I may have posted something here on the subject of small business employment in the US. It’s a common refrain that small businesses account for a disproportionately high share of new jobs. What is nearly always left unsaid is that small businesses also account for a disproportionately high share of job losses, and that net new jobs from small businesses are about the same rate as from big businesses.
Via Paul Krugman, we haven an interesting paper from CEPR on the subject of small business employment as a share of total employment, comparing the US to European countries. The results are pretty surprising. Here’s the conclusion:
An International Comparison of Small Business Employment
… Despite our national self-image as a nation of small businesses and entrepreneurs, the United States small-business sector is proportionately not as large an employer as the small-business sectors in the rest of the world’s rich economies. One interpretation of these data is that self-employment and small-business employment may be a less important indicator of entrepreneurship than we have long thought.
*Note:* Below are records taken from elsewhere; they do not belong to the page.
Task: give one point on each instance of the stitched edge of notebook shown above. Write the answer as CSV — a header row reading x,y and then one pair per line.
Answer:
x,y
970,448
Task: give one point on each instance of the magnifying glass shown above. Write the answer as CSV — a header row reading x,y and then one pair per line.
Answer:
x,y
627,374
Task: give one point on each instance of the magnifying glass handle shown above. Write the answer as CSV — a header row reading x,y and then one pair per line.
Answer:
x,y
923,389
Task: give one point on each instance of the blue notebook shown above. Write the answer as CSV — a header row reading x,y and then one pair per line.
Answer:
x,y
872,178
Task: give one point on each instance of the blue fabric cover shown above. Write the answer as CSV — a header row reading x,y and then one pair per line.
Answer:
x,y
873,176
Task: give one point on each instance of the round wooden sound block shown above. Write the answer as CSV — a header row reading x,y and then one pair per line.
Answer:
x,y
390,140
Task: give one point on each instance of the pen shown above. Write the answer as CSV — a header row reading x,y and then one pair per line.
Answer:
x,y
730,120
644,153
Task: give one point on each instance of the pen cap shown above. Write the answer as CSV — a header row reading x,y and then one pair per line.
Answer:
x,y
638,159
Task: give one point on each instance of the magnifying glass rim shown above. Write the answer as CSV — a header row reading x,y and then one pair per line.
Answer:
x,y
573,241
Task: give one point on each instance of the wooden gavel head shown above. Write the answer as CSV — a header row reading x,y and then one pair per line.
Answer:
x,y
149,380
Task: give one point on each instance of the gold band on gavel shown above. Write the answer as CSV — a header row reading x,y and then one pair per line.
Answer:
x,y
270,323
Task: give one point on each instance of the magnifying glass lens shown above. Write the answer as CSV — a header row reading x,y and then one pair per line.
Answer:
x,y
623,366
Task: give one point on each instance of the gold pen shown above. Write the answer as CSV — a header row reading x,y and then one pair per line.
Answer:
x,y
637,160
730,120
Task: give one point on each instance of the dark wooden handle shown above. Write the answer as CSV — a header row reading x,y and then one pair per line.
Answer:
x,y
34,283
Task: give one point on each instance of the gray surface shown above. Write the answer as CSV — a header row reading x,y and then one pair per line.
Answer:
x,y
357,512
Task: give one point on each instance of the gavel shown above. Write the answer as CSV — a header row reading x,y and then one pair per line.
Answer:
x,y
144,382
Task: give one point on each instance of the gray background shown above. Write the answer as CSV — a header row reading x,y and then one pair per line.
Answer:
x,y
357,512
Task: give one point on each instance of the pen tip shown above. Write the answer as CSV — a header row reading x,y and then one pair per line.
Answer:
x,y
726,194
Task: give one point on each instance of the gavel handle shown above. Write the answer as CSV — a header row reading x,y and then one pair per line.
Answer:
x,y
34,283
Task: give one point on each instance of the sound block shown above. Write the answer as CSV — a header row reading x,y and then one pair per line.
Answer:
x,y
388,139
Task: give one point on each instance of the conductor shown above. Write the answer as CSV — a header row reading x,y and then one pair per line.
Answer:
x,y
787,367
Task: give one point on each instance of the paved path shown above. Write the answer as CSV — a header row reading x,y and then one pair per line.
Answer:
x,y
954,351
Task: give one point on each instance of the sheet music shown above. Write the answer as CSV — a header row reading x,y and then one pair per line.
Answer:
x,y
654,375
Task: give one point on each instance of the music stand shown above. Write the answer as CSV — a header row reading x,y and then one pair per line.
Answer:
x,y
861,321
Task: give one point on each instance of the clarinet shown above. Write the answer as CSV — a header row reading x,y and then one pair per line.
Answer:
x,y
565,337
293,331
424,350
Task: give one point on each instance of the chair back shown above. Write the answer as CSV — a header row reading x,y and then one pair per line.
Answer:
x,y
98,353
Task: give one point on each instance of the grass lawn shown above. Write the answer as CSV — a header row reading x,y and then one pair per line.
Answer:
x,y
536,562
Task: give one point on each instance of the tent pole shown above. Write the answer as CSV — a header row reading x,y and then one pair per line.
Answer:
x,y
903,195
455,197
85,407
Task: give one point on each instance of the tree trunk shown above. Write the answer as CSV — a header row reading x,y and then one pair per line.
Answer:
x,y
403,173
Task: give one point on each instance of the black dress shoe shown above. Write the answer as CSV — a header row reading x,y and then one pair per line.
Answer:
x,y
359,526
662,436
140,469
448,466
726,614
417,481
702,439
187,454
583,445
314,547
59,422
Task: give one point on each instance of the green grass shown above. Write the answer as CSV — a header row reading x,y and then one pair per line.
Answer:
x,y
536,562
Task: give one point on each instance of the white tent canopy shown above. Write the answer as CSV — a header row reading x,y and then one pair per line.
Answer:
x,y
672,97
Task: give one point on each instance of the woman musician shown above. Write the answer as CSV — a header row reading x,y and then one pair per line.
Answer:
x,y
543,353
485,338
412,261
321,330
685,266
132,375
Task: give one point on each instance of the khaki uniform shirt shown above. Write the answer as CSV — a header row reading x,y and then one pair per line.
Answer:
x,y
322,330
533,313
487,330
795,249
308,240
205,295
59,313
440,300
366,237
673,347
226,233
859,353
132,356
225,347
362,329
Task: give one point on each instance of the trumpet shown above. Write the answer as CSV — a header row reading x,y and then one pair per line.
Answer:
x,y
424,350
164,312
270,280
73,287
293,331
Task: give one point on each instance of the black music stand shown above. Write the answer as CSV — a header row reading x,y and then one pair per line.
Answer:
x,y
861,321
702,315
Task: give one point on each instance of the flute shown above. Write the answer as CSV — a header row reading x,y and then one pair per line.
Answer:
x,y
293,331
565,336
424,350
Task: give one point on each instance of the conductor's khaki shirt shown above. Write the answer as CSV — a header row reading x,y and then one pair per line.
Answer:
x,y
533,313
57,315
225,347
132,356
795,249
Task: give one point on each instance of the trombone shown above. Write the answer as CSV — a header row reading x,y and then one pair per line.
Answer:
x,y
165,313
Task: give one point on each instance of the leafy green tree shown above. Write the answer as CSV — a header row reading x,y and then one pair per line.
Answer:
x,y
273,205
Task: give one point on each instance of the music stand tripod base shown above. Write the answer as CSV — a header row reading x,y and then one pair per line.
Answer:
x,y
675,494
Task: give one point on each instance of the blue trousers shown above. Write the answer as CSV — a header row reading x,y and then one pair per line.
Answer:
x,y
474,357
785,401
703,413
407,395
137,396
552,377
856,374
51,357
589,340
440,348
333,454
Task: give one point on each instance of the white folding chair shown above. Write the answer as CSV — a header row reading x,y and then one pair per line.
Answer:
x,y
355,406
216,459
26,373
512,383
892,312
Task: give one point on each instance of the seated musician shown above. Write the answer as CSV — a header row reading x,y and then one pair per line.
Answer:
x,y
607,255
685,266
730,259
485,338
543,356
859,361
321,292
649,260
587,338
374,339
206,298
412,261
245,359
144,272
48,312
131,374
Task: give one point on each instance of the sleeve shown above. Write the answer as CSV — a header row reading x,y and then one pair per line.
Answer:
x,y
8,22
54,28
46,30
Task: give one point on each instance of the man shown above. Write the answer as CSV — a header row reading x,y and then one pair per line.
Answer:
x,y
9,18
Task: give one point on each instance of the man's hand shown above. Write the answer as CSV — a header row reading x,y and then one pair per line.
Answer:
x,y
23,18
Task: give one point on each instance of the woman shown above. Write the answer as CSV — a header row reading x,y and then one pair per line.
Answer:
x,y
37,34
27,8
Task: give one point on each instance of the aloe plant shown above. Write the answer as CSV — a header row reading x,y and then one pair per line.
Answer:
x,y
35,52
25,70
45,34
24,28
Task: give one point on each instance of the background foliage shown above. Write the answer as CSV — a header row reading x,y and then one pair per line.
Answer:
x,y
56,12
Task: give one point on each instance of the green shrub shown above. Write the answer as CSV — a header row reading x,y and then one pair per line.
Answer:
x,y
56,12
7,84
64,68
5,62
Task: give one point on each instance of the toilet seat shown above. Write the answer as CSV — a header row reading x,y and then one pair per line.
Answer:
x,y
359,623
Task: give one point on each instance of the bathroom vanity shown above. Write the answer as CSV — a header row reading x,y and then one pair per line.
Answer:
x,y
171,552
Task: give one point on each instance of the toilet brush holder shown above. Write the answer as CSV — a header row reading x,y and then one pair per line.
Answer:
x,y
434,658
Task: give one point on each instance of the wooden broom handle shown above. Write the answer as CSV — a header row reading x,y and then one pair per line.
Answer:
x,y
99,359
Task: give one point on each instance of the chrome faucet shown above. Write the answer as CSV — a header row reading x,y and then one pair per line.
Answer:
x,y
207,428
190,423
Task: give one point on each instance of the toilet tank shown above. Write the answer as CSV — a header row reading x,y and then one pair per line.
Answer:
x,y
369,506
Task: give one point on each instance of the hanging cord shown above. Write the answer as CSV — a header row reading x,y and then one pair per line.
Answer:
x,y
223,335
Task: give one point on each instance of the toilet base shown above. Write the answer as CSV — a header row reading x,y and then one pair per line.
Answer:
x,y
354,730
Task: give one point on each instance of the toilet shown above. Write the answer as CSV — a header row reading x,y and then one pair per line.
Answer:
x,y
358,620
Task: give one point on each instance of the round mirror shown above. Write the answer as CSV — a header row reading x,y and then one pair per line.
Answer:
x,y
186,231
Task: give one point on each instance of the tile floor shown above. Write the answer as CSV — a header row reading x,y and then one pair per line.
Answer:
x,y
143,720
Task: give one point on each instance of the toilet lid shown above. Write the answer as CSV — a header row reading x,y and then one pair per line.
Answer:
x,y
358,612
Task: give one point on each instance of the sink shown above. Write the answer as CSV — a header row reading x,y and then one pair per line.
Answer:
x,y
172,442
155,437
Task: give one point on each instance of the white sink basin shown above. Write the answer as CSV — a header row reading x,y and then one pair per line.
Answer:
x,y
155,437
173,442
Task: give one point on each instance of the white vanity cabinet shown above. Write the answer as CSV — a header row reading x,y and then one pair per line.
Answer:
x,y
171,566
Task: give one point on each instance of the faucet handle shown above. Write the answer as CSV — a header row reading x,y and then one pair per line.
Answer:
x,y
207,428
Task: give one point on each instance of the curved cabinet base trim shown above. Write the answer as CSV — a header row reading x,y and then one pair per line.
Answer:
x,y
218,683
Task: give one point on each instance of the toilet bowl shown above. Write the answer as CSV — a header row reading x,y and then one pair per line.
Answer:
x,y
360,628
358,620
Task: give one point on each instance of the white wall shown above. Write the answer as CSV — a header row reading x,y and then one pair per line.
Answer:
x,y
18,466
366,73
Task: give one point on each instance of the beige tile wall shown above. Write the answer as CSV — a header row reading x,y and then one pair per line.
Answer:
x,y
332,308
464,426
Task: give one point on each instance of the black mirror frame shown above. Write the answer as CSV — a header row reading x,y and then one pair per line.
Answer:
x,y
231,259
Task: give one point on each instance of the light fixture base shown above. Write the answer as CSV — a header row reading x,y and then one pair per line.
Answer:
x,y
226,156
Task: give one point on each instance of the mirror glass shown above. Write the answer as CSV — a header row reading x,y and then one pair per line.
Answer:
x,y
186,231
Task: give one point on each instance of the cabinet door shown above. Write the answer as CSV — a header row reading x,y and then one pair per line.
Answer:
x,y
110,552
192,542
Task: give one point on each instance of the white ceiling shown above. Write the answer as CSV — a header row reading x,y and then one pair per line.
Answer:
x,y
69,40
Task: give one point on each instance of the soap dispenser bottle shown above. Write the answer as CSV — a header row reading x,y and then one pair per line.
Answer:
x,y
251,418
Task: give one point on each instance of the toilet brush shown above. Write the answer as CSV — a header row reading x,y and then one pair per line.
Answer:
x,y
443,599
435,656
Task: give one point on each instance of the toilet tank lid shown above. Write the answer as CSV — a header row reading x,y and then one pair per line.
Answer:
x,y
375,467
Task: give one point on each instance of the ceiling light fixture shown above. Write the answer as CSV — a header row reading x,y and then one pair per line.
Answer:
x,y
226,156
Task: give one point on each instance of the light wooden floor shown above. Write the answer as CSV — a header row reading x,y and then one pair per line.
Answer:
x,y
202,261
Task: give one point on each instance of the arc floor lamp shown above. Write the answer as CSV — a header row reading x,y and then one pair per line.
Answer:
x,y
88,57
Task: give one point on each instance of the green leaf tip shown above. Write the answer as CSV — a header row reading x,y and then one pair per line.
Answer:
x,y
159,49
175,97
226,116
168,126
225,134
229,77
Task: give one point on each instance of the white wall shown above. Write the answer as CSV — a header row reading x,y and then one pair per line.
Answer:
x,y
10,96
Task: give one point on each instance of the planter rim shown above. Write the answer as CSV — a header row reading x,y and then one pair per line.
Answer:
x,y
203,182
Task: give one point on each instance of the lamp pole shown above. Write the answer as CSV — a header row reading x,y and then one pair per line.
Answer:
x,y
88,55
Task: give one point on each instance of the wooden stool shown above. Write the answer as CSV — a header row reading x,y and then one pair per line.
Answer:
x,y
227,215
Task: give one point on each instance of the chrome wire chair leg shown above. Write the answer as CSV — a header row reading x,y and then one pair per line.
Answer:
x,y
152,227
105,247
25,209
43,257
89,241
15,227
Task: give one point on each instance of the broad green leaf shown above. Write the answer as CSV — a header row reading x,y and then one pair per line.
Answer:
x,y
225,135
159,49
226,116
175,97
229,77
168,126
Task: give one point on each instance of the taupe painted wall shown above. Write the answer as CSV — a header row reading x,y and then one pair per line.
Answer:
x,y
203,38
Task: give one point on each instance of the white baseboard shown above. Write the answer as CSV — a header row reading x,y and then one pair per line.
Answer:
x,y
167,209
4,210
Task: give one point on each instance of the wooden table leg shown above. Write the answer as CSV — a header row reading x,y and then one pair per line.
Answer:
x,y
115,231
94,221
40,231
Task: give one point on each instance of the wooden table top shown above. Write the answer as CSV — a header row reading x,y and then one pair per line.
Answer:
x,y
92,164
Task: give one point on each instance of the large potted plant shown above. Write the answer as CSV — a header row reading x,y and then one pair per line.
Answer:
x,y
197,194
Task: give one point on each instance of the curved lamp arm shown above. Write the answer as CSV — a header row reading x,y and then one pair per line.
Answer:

Another reading of the data, however, is that the United States has something to learn from the experience of other advanced economies, which appear to have had much better luck promoting and sustaining small-business employment.
One plausible explanation for the consistently higher shares of self-employment and small-business employment in the rest of the world’s rich economies is that all have some form of universal access to health care. The high cost to self-employed workers and small businesses of the private, employer-based health-care system in place in the United States may act as a significant deterrent to small start-up companies, an experience not shared by entrepreneurs in countries with universal access to health care.